The boom looked for all the world like the biotech bonanza of the mid-Nineties, the dot-com bubble at the turn of the century and more recently the soaring values tagged on drilling and mining minnows with few assets.

And then crash. Within six months from last summer's high point, our CleanTech-10 halved in value as support dried up and sentiment moved away from high risk. The basket crashed back below its 2006 valuation.

But then redemption. From lows plumbed in March, the CleanTech-10 has come roaring back, up 25% in three months and back in profit showing a gain of 10% for a notional investor in the portfolio in June 2006. In comparison over the past year, the FTSE 100 fell 31% from last June to March but has risen 16% since then.

Is the renewed boom in sustainables sustainable? It is the same as asking whether we on the cusp of a new FTSE100 bull run. Who knows?

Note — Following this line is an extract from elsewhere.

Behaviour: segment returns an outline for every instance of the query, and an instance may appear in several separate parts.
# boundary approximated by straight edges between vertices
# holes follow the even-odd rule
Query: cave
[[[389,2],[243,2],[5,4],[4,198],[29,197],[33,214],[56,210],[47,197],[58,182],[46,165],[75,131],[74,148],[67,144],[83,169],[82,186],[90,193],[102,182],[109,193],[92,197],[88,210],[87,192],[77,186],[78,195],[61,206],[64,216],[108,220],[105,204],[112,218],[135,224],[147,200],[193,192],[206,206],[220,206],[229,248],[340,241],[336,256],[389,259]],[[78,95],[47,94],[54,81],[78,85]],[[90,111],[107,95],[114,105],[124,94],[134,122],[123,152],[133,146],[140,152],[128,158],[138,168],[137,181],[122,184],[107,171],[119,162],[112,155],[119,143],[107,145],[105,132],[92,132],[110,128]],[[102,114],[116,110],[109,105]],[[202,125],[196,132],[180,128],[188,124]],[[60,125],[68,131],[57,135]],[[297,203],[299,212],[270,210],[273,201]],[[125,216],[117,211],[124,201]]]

But what is clear is that our CleanTech-10 variously face at least three major problems: financial, technological and meteorological. Most will continue to struggle to raise funds while our portfolio's solar panel maker has warned that business is drying up because customers are not investing. Several firms are also battling with their new technologies - whether it be wind turbines that do not operate properly or wave-energy companies as yet unable to prove their "power buoys" work.

But perhaps a sign of how high-risk this sector is are the companies complaining about the weather: there has not been enough breeze to power wind farms or lack of rain is hitting hydro plants.

It is the greatest irony that such companies set up to take advantage of climate change are themselves being hurt by the changing climate.

The CleanTech-10 is a basket of stock-market-listed companies in the green energy spectrum from wave, solar and wind power to exchanges trading carbon emissions and trading permits. Set up after Alistair Darling's so-called Budget for the Green Economy, these 10 stocks are a bellwether for the clean technology sector.